An effort by state insurance regulators to raise investment-advice standards for annuity sales appears to be driving a wedge between consumer organizations and a life insurance trade association.
In advance of the working group’s next meeting on Sunday in Philadelphia, the NAIC has been receiving input on its review, including a proposal for a “uniform standard of care” submitted by the American Council of Life Insurers.
Under the ACLI framework, a broker or insurance representative would be making a recommendation in the best interest of a consumer when he or she makes no misleading statements, fully discloses fees and compensation and “avoids, discloses or reasonably manages material conflicts of interest.”
The ACLI approach drew a rebuke from 14 consumers groups in a comment letter to the NAIC working group. The organizations, which include the AFL-CIO, Better Markets, the Center for Economic Justice and the Consumer Federation of America, said that ACLI’s proposal did not restrict conflicts of interest.
“Instead, the ACLI proposal would give firms a choice of disclosing, managing or avoiding conflicts,” states the letter, which also was signed by 10 individuals identified as NAIC consumer representatives. “The predictable outcome is industrywide practice of addressing conflicts through disclosure alone, despite overwhelming evidence that such an approach is ineffective in protecting consumers from the harmful impacts of conflicts.”
The ACLI supports a uniform standard of care that can be enforced by the Securities and Exchange Commission, the DOL and state regulators, said Jim Szostek, ACLI vice president, taxes and retirement security.
“The [DOL] fiduciary regulation is causing significant harm to American investors, who are losing access to advice,” Mr. Szostek said in a statement. “The elements in our outline are aimed at providing a better solution that significantly enhances the current NAIC suitability standard. It works to enhance existing standards enforced by state insurance regulators, the SEC and Finra [the broker-dealer regulator], bringing to bear decades of experience in enforcing disclosure-based rules. In fact, the DOL failed to provide any meaningful evidence that these disclosure-based rules are ineffective in protecting consumers.”
Inappropriate sales of variable and fixed annuities, which provide an income stream in retirement but can be complicated and costly, have been cited by DOL rule proponents as examples of why the regulation is needed.
The current NAIC model suitability regulation requires that a recommendation for an annuity purchase be suitable for a client based on his or her investment objectives, time line, net worth, liquidity needs and risk tolerance, among other criteria. Insurance is regulated at the state level, and the NAIC model rule has been adopted by 40 states.
In their letter, the consumer groups outlined seven “key principles” the NAIC should follow in reforming its annuity suitability standard, including “substantive prohibitions on conflicts of interest as opposed to ‘managing’ or ‘disclosing'” them.
“In addition to requiring avoidance of conflicts, it must include a requirement to engage in a prudent process and document the basis on which the insurer and producer concluded the product recommended was the best of the available options for the customer,” the letter states.
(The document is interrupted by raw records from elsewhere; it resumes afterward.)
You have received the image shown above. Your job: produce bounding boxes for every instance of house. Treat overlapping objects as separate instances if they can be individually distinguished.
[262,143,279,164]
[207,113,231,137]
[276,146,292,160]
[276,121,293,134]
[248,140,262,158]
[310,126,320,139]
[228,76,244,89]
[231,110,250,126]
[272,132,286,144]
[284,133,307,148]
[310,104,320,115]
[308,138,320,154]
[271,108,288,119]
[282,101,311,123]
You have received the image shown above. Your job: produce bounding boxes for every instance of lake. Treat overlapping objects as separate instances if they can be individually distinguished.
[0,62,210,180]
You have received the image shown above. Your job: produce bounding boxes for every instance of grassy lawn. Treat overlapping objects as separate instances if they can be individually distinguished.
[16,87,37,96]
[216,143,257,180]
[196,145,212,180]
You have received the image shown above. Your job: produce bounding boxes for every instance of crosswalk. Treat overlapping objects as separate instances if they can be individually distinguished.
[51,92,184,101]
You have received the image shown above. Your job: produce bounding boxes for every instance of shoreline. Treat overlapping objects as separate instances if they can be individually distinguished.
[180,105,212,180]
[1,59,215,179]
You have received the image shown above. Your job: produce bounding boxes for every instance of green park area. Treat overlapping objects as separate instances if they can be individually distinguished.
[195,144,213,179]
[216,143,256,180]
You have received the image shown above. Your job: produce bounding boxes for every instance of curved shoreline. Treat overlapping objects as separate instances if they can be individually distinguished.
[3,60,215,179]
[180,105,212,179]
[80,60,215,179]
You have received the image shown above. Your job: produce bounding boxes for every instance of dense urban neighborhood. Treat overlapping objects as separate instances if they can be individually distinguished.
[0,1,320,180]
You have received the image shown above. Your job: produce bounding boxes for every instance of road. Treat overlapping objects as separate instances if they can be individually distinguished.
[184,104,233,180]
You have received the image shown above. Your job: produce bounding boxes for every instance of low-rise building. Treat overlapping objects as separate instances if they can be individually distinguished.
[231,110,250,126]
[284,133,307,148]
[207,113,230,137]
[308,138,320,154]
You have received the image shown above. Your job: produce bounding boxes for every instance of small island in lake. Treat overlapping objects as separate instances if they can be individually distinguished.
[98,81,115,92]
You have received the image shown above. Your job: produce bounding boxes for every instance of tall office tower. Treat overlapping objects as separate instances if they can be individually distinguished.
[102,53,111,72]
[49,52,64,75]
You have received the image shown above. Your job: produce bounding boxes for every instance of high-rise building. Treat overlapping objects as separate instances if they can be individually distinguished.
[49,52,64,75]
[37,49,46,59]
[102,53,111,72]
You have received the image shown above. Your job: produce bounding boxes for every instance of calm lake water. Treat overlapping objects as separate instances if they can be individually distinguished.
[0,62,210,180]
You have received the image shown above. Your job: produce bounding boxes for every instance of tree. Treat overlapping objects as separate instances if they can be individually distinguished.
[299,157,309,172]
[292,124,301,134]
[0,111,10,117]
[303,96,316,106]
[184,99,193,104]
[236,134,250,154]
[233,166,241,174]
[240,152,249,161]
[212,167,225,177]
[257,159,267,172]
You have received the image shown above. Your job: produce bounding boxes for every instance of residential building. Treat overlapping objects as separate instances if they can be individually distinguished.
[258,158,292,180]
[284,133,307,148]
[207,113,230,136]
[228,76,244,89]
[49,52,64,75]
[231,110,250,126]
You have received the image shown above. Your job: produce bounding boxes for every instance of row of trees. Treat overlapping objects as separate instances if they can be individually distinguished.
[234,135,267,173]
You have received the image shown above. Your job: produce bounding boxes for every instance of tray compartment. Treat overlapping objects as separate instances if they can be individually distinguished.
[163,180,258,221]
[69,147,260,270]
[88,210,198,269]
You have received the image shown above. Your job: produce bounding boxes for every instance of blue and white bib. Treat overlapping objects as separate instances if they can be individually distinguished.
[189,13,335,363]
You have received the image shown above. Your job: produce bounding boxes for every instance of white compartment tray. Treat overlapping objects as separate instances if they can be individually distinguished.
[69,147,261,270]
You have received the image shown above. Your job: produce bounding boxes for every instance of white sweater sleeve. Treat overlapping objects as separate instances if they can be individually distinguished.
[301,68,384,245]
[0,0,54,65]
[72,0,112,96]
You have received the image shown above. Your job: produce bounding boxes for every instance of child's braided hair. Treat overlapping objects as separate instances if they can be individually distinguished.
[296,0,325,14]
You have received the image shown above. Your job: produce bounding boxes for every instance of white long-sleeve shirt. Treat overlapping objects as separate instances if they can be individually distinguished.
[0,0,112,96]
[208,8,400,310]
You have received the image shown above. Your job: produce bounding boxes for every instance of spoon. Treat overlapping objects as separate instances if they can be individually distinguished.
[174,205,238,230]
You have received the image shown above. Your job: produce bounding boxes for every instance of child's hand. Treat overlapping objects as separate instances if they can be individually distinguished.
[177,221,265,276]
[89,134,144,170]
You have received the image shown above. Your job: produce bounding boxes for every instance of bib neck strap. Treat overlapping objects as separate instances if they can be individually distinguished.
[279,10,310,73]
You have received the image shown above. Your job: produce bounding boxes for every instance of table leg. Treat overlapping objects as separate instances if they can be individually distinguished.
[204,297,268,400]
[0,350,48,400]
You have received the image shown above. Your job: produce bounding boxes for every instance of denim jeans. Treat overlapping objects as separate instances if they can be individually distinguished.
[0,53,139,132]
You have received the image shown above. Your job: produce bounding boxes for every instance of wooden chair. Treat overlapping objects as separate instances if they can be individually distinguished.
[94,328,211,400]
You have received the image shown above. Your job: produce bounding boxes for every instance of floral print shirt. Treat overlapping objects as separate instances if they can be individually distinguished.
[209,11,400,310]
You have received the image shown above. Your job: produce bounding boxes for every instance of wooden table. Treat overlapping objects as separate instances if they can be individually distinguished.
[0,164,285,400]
The ACLI model differed on that point, too.
“The uniform standard of care does not require a recommendation of the least expensive or ‘best’ product available,” the ACLI diagram states.
The ACLI also said that its advice standard applies on a transaction basis, meaning that there is no ongoing duty of care for the adviser beyond the point of sale. It also allows the sale of proprietary products and the receipt of compensation, such as commissions, that vary according to the product. The ACLI framework closely resembles the best-interest standard outlined in recent House legislation supported by Republican lawmakers.
The DOL rule is being reviewed under a directive from President Donald J. Trump that could lead to a delay of the Jan. 1 final implementation date or other result in other changes.
Under the DOL regulation, brokers would have to adhere to a fiduciary standard, which is the standard that currently governors investment advisers. Supporters say the DOL rule mitigates broker conflicts that lead to the sales of inappropriate high-fee investment products that erode savings. Industry opponents say the regulation is too complex and costly and will force brokers to abandon savers with modest accounts.